Naive Bayes is a statistical classification technique based on Bayes Theorem which is used to for very high-dimensional datasets.
Naive Bayes classifiers are based on Bayesian classification methods which is used to describe the relationship between the conditional probabilities of stoical data.
Here the mathematical formula to calculate the conational probabilities is:
P(A/B) = P(A)P(B/A)/P(B)
Application of Naïve Bayes Algorithms:
Real-time Prediction
Multi-class Prediction
Text classification/ Spam Filtering/ Sentiment Analysis
Recommendation System
And more
Example using sklearn:
# importing required libraries
import pandas as pd
from sklearn.naive_bayes import GaussianNB
from sklearn.metrics import accuracy_score
# read the train and test dataset
train_data = pd.read_csv('train-data.csv')
test_data = pd.read_csv('test-data.csv')
# shape of the dataset
print('Shape of training data :',train_data.shape)
print('Shape of testing data :',test_data.shape)
# target variable - Income
# seperate the independent and target variable on training data
X_train = train_data.drop(columns=['Income'],axis=1)

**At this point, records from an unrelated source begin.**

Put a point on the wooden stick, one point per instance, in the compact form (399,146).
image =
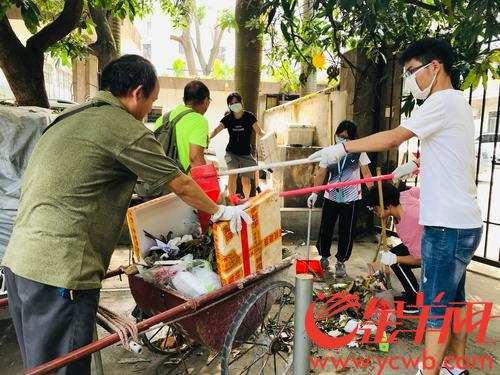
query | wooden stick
(383,234)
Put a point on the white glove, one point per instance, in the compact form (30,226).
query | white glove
(233,214)
(388,258)
(311,201)
(329,155)
(405,171)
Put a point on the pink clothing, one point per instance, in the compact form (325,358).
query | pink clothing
(408,228)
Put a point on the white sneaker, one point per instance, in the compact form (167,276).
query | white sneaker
(3,286)
(443,371)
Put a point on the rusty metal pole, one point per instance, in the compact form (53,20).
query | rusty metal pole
(99,369)
(301,341)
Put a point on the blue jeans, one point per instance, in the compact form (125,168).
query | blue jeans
(446,252)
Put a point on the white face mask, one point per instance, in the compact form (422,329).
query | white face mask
(411,84)
(236,107)
(340,139)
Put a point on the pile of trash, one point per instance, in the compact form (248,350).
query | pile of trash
(352,318)
(183,263)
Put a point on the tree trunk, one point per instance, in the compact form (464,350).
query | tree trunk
(310,85)
(199,49)
(248,54)
(24,72)
(185,40)
(104,48)
(248,57)
(214,51)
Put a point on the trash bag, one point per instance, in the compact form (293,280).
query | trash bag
(209,279)
(160,275)
(188,284)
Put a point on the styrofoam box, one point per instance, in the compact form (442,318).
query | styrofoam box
(159,216)
(269,148)
(299,134)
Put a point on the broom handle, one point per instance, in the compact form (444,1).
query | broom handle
(280,164)
(383,234)
(315,189)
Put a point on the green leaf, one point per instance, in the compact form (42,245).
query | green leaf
(285,32)
(471,81)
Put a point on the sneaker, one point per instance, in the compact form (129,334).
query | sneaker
(452,371)
(340,269)
(324,263)
(410,308)
(3,287)
(443,371)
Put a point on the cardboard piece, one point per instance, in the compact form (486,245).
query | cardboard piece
(257,246)
(159,216)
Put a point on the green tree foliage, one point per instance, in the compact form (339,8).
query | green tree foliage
(222,70)
(178,66)
(59,27)
(384,27)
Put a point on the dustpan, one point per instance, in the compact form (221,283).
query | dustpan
(312,266)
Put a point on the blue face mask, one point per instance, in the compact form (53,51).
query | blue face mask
(340,139)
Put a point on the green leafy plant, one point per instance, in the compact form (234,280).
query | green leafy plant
(178,67)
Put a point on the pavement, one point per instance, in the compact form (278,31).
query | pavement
(482,286)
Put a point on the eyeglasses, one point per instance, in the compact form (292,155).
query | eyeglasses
(415,70)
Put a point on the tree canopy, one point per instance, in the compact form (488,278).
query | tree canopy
(382,28)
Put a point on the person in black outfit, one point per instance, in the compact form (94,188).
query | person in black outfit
(342,203)
(239,124)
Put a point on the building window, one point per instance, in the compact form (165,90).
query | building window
(492,121)
(146,48)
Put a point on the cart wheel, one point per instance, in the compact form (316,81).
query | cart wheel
(162,338)
(260,339)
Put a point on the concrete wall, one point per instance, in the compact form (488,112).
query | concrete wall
(85,83)
(324,110)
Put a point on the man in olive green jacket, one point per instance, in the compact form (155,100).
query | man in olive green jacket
(76,190)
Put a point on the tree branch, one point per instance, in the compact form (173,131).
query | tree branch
(432,8)
(9,42)
(105,47)
(199,50)
(59,28)
(214,51)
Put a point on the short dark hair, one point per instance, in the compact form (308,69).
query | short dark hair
(234,95)
(348,126)
(127,73)
(390,193)
(428,49)
(195,92)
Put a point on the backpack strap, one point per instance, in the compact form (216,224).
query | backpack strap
(177,118)
(63,116)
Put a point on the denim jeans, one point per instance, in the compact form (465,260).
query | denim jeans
(446,252)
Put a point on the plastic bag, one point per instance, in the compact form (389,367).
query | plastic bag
(188,284)
(209,279)
(159,275)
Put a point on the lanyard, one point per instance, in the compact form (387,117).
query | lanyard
(338,191)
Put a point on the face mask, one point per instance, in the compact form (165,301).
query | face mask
(411,84)
(340,139)
(236,107)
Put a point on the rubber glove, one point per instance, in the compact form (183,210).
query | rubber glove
(329,155)
(405,171)
(233,214)
(311,201)
(388,258)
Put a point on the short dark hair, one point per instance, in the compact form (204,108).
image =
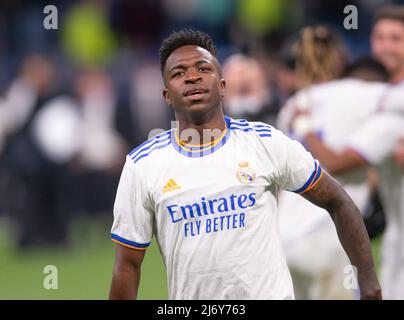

y_train = train_data['Income']
# seperate the independent and target variable on testing data
x_test = test_data.drop(columns=['Income'],axis=1)
y_test = test_data['Income']
model = GaussianNB()
# fit the model with the training data
model.fit(x_train,y_train)
# predict the target on the train dataset
predict_train = model.predict(x_train)
print('Target on train data',predict_train)
# Accuray Score on train dataset
accuracy_train = accuracy_score(y_train,predict_train)
print('accuracy_score on train dataset : ', accuracy_train)
# predict the target on the test dataset
predict_test = model.predict(x_test)
print('Target on test data',predict_test)
# Accuracy Score on test dataset
accuracy_test = accuracy_score(test_y,predict_test)
print('accuracy_score on test dataset : ', accuracy_test)